Fishburn Hedges Director, Jason Nisse, spoke to Argent, the quarterly journal of The Financial Services Forum, about the credit crunch
Recently my wife was gazing at the front page of the Financial Times and spotted an article about the problems of the Icelandic economy. She pointed out that both of us had savings accounts with ICESave and wondered if we should close them. After reassuring her that even if Iceland disappeared into the Atlantic, we’d still be covered by the UK deposit protection scheme, I’ve heard nothing more about it.
This encapsulates the long-term damage that the credit crunch will have on retail business for the banks. A lot of worry but not much action. The business pages may fret about capital ratios, rights issues and long term reputational damage. And this may have deep effect on banks’ relationships with corporations – who, after all, want to deal with institutions who they hope have a better understanding of the financial markets than they do.

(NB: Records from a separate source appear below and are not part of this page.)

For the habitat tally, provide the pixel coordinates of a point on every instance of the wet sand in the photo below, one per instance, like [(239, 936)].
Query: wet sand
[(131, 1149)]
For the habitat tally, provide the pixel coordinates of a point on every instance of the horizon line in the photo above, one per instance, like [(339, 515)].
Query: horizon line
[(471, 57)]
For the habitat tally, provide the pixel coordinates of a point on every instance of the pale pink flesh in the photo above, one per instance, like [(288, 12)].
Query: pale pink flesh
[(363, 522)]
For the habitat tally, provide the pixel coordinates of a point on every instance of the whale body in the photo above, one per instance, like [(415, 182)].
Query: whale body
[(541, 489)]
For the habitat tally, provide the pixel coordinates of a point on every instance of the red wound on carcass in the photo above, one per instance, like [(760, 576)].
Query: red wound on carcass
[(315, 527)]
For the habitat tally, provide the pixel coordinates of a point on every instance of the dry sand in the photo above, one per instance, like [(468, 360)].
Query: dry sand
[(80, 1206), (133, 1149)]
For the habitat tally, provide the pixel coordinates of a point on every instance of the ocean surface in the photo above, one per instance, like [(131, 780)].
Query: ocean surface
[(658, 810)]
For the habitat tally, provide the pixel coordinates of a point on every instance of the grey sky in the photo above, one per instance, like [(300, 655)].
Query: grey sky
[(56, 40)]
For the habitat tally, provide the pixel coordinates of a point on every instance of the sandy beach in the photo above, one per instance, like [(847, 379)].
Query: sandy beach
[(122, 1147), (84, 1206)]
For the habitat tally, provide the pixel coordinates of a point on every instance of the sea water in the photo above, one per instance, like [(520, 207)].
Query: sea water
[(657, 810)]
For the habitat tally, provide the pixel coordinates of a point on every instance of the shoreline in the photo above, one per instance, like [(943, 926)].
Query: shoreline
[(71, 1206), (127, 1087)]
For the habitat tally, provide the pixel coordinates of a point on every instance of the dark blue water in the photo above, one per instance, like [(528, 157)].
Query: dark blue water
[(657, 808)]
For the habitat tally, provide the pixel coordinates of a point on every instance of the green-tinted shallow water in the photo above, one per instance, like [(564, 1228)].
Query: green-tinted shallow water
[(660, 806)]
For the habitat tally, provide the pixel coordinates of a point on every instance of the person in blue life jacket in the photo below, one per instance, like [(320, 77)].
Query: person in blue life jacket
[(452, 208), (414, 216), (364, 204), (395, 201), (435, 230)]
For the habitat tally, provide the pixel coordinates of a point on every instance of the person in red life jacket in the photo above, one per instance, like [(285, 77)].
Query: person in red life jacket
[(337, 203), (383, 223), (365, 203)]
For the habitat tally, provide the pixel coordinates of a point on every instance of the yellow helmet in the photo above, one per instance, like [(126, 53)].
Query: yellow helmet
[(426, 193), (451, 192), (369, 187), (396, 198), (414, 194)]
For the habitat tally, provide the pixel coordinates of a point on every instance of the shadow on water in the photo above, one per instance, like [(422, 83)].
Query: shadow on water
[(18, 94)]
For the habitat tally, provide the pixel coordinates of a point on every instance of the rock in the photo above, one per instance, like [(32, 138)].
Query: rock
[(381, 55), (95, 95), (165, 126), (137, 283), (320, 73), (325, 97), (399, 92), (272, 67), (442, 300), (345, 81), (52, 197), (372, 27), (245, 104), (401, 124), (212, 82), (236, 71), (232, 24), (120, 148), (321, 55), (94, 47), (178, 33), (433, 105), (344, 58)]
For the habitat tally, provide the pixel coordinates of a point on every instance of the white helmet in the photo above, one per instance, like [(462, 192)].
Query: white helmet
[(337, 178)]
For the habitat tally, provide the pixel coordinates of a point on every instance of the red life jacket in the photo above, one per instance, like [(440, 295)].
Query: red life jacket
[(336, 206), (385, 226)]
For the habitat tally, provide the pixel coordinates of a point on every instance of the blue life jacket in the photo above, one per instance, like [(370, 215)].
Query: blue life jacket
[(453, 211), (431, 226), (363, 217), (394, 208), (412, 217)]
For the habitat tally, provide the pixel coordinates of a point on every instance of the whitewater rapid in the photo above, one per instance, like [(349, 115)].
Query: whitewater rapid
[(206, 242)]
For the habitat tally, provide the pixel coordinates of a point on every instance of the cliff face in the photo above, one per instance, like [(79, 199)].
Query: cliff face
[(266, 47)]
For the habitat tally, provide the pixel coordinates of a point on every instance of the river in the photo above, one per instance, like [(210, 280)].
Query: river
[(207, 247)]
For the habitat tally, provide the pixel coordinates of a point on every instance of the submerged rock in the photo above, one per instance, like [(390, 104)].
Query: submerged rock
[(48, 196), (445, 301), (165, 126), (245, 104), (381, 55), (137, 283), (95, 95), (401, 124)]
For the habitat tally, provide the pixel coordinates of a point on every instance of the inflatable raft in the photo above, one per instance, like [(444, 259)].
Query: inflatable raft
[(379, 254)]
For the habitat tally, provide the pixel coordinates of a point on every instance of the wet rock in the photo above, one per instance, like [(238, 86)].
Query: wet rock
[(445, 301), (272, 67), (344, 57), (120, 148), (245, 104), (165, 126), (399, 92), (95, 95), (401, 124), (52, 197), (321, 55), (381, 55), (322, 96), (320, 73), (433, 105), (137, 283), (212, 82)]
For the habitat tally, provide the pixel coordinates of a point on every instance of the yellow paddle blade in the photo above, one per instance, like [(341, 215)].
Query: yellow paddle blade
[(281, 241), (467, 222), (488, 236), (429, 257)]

But for the average consumer, retail financial services brands have an astonishing resilience. Even when the institutions behave dreadfully – as life companies did in the pensions mis-selling scandal – their brands deflect the flack and
business is barely dented. Only when people think the company may actually go bust – as they did with Northern Rock – do they think about withdrawing their money. There may be a small margin of people who will shun banks which have had a wobble, but this will be massively outweighed by customers swayed by the best-buy tables.
There is one caveat to this – in the wealth management area. Here it is not so much the brand damage as
the internal damage that is going to hurt banks. Top bankers like working for winning teams – not least because they tend to be the ones that pay the best bonuses. So when wealth managers – or private bankers as they often like to be called - see other parts of their bank losing billions on complex investments built on shaky loan books, they search out pastures new. Private banking is a relationship driven game, so when supposedly top banks lose their top bankers, they soon lose their top clients and cease to be top dogs.
There has been a lot of investment in private banking in recent years, with pots of money chasing the even greater pots of money held by the so called “mass affluent”. The big question is whether the aspirant rich will behave like the genuinely rich, and follow relationships - or, like the rest of us, stay put.